It would be possible in the case where the original model was heteroskedastic and the heteroskedasticity was related to the covariates. For example,
$y_i \sim \text{N}(x_i^T\beta, \sigma^2x_{i,1}^2)$
where the variance of the $i^{th}$ observation is proportional to the square of the first covariate.
One can imagine, in non-Normal regression situations, similar structures that don't require heteroskedasticity per se. However, the default assumptions of regression models in general involve the errors being independent of the regressors, and the variance of the errors being constant.

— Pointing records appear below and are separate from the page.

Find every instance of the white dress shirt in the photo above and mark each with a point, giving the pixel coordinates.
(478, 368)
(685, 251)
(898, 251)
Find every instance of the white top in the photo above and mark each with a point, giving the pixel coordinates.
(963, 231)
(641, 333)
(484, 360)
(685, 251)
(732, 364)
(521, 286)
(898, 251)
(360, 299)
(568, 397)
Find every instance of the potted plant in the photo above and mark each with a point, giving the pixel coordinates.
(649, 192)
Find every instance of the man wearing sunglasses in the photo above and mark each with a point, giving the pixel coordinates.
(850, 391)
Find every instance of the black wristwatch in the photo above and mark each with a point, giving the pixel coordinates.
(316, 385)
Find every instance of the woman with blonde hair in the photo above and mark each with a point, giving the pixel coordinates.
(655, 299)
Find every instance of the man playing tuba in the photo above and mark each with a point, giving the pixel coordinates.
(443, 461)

On the other hand, if doing, for example, Poisson regression, you're out of the linear model world, but since the variance of the "error" is proportional to the mean, it follows that it is related to the covariates, and such a logistic regression would work - although it would convey no information not already conveyed by the results of the Poisson regression, which fully specify the conditional distributions of the $y_i | x_i$. In the generalized linear / additive model framework, where the likelihood is fully specified, the only way you'll be able to add information to the initial regression by using the logistic regression you suggest is if the initial regression has misspecified (usually by ignoring) the structure of the residuals, e.g., ignored the heteroskedasticity in the linear model presented above.
Nonetheless, your suggestion might reveal something about the structure of the residuals in an exploratory analysis. I suspect, though, that effectively discretizing the residuals by $< T$ or $\ge T$ would usually decrease the information content of them more than it would help clarify the analysis - unless it was an outlier analysis, perhaps.